Travelling overseas for these surgical procedures, even to a rustic that has pioneered them, comes with warnings of warning. Soo mentions experiences of trans ladies struggling vagina narrowing or urethra problems after surgical procedure, each in Australia and abroad. The query is: as soon as the affected person is again in Australia, who corrects the error?
Hart says surgeons are reluctant to repair one other surgeon’s errors: “It’s impractical coming from Perth to Canberra to have it mounted up, however it’s much more sensible than attending to Bangkok. As a developed nation there’s no motive folks needs to be going abroad.”
Soo says there’s additionally a shortfall of GPs, psychologists and different practitioners in trans well being, however proof “exhibits if you happen to present gender-affirming care, be it hormone therapy, surgical procedure and/or social affirmation, [trans] folks have superb psychological well being just about indistinguishable from cisgender friends”.
Affiliate Prof Nicola Dean, the president of the Australian Society of Plastic Surgeons, says the federal authorities should create a devoted suite of Medicare rebate merchandise numbers for procedures for folks with gender incongruence. This is able to encourage extra surgeons into the sphere, Dean says, giving the surgical procedures a “stamp of legitimacy”.

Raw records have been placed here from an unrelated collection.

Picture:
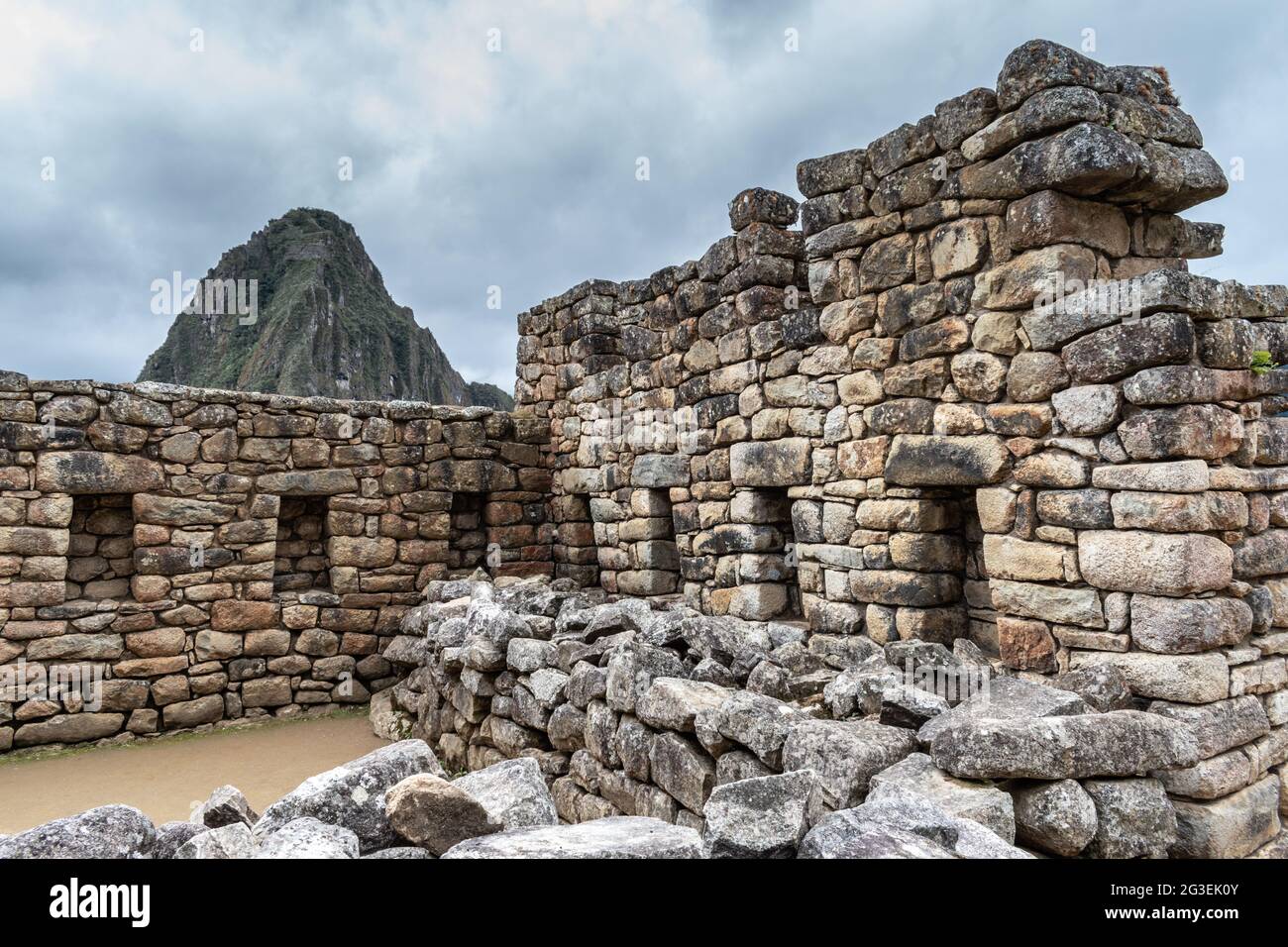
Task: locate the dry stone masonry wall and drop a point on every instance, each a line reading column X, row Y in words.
column 962, row 411
column 172, row 557
column 977, row 397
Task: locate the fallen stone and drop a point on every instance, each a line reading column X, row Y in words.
column 353, row 793
column 846, row 835
column 434, row 813
column 1133, row 818
column 308, row 838
column 1054, row 817
column 513, row 792
column 1005, row 698
column 759, row 818
column 1154, row 564
column 979, row 801
column 226, row 806
column 845, row 755
column 108, row 831
column 172, row 835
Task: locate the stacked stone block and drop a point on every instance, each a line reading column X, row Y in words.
column 171, row 557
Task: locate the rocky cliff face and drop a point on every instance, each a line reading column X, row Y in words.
column 325, row 325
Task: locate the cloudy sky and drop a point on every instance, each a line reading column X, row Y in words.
column 513, row 167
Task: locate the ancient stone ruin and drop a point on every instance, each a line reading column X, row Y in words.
column 974, row 416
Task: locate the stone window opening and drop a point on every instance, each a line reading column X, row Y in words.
column 468, row 545
column 648, row 538
column 101, row 547
column 579, row 540
column 925, row 581
column 301, row 556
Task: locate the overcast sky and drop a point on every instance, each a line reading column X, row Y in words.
column 513, row 167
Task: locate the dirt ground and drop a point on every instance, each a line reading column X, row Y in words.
column 166, row 777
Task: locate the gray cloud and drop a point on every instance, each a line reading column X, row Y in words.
column 515, row 167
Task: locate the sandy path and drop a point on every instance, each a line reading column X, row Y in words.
column 166, row 777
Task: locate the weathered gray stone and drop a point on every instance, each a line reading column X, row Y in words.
column 670, row 703
column 683, row 770
column 1219, row 725
column 514, row 793
column 1119, row 351
column 434, row 813
column 108, row 831
column 1133, row 818
column 224, row 806
column 308, row 838
column 932, row 460
column 759, row 723
column 845, row 755
column 764, row 817
column 974, row 800
column 1184, row 678
column 1231, row 827
column 1121, row 742
column 1054, row 817
column 353, row 793
column 1185, row 626
column 848, row 835
column 1047, row 602
column 95, row 472
column 771, row 463
column 231, row 840
column 910, row 812
column 1154, row 564
column 1005, row 698
column 1086, row 410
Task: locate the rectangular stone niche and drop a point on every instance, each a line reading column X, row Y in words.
column 301, row 532
column 101, row 547
column 760, row 556
column 467, row 543
column 648, row 539
column 578, row 540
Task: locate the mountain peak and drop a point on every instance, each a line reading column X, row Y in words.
column 322, row 324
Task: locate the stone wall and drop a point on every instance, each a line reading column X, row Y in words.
column 980, row 376
column 171, row 557
column 975, row 401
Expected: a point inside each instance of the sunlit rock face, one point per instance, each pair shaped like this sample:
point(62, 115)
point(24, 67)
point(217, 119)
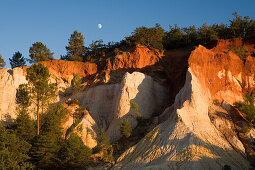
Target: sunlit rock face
point(141, 90)
point(10, 79)
point(198, 134)
point(187, 139)
point(109, 104)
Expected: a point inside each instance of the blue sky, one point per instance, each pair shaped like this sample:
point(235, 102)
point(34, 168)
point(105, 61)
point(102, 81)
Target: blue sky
point(23, 22)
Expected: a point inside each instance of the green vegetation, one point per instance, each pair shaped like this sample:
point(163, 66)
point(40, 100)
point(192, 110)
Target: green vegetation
point(74, 153)
point(17, 60)
point(135, 106)
point(42, 91)
point(76, 83)
point(241, 51)
point(103, 146)
point(2, 63)
point(245, 129)
point(149, 37)
point(39, 52)
point(247, 107)
point(125, 128)
point(75, 49)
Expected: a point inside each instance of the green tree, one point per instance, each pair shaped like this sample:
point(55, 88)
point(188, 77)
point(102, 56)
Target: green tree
point(24, 126)
point(39, 52)
point(75, 48)
point(76, 83)
point(149, 37)
point(2, 63)
point(47, 145)
point(13, 150)
point(23, 97)
point(103, 145)
point(74, 154)
point(242, 26)
point(125, 128)
point(42, 91)
point(17, 60)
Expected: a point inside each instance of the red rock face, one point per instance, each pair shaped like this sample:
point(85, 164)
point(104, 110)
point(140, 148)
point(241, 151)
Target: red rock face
point(138, 57)
point(61, 68)
point(222, 72)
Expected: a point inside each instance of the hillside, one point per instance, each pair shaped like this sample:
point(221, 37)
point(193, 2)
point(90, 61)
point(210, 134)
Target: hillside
point(188, 95)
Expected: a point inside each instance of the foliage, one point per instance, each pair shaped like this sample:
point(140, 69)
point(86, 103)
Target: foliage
point(135, 106)
point(46, 146)
point(2, 63)
point(39, 52)
point(103, 145)
point(245, 129)
point(74, 154)
point(42, 91)
point(247, 107)
point(126, 128)
point(241, 51)
point(75, 102)
point(13, 150)
point(17, 60)
point(242, 26)
point(24, 126)
point(226, 167)
point(76, 83)
point(149, 37)
point(23, 96)
point(75, 49)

As an example, the Medicare merchandise quantity for a mastectomy was created on the idea the process can be for a cisgender girl with breast most cancers. “So utilizing it for a trans man having surgical procedure [to affirm his identity] leaves the physician feeling weak about whether or not they’re allowed to make use of these merchandise numbers,” Dean says.
“It leaves the affected person weak as a result of they’re usually unsure of the monetary implications.”